Inmediatamente Magallanes ordenó avanzar por el estrecho. Las naves pasaron más de un mes explorando los innumerables ramales y bifurcaciones del mar en aquellas tierras. Por las noches la tripulación observaba, sobre los picos de las montañas a su alrededor, infinidad de luces que se prendían y apagaban, posiblemente fogatas hechas por los habitantes. Por ello la región se llamó Tierra del Fuego. Hubo un motín en la San Antonio y los sediciosos, cansados de tanto buscar, tomaron el control y regresaron a España.
La tarde del 28 de noviembre de 1520 le mostró a la Concepción, a la Victoria y a la Trinidad la salida al Mar del Sur. Fernando de Magallanes lloró como un niño al verla. Lloró por los años llenos de sueños y el sabor de las glorias hechas realidad; lloró junto al sol, calmo y lleno de color, en un océano azul, inmenso y suave, bautizado ahí, en ese momento, como el Pacífico. El estrecho fue nombrado por la tripulación “de los Patagones”, pero Magallanes le puso Estrecho de Todos los Santos; el Tiempo y la Historia le pusieron Estrecho de Magallanes.

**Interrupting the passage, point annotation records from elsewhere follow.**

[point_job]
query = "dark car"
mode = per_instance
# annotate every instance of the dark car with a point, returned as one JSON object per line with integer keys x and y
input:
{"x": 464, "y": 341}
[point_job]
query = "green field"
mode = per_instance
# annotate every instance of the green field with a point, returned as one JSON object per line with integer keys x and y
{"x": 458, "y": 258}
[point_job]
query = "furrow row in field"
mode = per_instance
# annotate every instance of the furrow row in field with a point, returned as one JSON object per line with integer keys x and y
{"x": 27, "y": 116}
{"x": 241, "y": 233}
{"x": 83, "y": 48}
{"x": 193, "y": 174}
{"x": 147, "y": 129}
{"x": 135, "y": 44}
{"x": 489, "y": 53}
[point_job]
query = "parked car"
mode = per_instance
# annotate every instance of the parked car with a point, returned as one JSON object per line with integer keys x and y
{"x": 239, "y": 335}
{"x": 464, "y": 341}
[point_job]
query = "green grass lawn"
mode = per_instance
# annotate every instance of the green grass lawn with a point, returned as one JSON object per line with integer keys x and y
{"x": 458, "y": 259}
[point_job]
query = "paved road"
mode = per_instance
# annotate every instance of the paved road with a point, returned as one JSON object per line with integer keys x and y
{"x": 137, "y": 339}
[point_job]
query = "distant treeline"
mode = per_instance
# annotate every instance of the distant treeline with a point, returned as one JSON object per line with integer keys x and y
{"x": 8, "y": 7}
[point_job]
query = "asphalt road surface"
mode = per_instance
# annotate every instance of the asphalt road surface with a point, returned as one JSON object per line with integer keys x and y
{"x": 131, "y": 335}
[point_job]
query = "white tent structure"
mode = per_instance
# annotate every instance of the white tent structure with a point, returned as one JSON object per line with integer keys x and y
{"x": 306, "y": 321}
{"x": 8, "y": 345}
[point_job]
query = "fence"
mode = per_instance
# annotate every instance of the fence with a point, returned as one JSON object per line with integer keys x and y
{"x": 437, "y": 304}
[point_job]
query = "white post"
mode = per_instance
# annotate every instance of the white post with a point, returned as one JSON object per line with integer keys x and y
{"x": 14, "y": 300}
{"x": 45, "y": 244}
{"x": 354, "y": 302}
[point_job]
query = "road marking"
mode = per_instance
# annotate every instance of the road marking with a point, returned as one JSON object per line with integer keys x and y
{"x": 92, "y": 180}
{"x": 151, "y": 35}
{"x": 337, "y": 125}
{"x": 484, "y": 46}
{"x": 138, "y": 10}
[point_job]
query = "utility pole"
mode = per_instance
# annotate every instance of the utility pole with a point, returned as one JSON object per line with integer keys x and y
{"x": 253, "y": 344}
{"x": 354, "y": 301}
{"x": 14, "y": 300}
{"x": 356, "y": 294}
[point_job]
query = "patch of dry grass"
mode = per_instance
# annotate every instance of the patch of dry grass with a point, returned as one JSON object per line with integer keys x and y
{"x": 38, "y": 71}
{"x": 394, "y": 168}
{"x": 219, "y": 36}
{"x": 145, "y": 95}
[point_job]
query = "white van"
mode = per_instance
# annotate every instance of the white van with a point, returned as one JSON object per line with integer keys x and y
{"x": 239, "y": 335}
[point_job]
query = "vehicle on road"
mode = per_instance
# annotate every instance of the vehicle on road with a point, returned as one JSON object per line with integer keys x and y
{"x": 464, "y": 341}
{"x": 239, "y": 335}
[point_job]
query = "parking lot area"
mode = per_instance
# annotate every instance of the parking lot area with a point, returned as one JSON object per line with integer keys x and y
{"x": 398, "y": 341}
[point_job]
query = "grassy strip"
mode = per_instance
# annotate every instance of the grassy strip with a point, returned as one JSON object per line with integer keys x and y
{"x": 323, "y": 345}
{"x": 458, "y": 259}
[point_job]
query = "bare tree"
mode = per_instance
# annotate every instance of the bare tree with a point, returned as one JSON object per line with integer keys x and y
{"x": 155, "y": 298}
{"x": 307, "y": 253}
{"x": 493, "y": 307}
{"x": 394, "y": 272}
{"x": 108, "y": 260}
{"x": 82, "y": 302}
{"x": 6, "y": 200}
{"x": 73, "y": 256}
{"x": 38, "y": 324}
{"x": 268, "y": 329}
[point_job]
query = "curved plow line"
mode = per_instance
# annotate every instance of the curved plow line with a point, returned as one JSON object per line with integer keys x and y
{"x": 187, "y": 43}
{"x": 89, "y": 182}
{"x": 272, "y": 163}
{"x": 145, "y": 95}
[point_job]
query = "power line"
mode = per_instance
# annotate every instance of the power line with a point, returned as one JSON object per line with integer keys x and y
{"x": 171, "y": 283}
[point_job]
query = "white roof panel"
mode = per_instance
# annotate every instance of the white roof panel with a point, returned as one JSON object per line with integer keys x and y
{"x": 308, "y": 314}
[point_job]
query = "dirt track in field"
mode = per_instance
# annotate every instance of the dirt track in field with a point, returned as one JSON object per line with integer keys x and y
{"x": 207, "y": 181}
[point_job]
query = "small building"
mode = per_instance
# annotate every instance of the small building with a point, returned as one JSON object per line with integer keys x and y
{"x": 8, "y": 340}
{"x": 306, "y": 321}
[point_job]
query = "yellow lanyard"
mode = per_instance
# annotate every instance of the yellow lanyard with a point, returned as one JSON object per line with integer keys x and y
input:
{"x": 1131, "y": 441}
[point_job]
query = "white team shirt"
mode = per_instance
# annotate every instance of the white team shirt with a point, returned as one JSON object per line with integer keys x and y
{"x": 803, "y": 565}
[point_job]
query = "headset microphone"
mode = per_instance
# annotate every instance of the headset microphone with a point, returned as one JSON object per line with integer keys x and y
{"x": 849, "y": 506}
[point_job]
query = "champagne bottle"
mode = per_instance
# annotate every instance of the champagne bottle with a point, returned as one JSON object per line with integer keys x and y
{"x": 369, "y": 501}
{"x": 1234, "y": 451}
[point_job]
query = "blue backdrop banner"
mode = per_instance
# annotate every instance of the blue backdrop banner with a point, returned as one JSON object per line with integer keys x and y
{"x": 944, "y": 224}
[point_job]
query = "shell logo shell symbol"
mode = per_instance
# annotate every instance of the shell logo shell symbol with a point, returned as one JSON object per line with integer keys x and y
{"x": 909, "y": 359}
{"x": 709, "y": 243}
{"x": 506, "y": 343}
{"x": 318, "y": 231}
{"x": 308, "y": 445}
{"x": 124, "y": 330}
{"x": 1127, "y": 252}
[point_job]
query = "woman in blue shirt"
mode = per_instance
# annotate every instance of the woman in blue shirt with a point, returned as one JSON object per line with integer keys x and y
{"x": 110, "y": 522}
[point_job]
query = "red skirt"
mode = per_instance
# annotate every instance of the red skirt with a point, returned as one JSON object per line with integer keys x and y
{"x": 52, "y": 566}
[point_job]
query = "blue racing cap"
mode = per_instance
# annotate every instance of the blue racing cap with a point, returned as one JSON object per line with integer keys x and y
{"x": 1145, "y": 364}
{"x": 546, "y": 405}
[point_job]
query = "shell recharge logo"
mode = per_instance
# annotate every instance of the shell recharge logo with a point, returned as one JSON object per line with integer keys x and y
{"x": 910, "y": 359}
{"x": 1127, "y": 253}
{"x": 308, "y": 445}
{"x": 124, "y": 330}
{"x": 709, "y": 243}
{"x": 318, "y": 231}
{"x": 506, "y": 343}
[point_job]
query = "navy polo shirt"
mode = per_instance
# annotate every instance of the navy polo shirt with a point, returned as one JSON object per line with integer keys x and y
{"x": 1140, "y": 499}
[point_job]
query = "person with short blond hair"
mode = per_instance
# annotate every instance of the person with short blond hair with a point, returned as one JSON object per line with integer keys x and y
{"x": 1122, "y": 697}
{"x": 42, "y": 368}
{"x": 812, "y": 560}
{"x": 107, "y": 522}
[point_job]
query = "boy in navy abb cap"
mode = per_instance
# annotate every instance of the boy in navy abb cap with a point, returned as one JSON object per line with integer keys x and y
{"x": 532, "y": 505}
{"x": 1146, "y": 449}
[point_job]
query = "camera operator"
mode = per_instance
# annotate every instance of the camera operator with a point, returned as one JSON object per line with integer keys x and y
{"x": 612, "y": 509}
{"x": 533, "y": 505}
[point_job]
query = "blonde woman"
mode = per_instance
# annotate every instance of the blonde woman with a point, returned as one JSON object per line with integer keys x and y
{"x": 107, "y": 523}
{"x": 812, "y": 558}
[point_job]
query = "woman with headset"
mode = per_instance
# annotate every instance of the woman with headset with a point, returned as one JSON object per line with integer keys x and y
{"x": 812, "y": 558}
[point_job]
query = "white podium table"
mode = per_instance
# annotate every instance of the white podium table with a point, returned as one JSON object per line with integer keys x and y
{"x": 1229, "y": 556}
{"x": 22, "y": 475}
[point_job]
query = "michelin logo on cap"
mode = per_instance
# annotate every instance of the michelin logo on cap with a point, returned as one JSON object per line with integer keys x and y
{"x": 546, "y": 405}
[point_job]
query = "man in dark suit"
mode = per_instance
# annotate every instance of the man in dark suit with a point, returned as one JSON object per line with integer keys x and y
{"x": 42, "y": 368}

Pasado el estrecho la expedición se creyó a tres o cuatro días de las Islas de las Especias. En realidad les tomó tres meses y medio ver tierra de nuevo. Fernando de Magallanes no llegó a las Islas de las Especias. Murió en las Filipinas, sobre las arenas de la isla Mactán, en una misión que resultó ser todo un desastre. Fue traicionado por los nativos y por su propia soberbia y su falta de estrategia militar. Al arribar a la isla de Cebú, Magallanes y su tripulación consiguieron el apoyo de Humabón y Zula, unos reyes locales que mantenían un conflicto con su vecino Cilapulapu, rey de la isla de Mactán. Para mostrar su poderío Magallanes decidió intervenir a favor de sus nuevos aliados. No escuchó las advertencias y consejos de su tripulación y de los mismos reyes locales, y creyó que sesenta hombres en tres botes serían suficientes para someter a lo que pensaba que sería un puñado de salvajes.
Lloró por los años llenos de sueños y el sabor de las glorias hechas realidad; lloró junto al sol, calmo y lleno de color, en un océano azul, inmenso y suave, bautizado ahí, en ese momento, como el Pacífico.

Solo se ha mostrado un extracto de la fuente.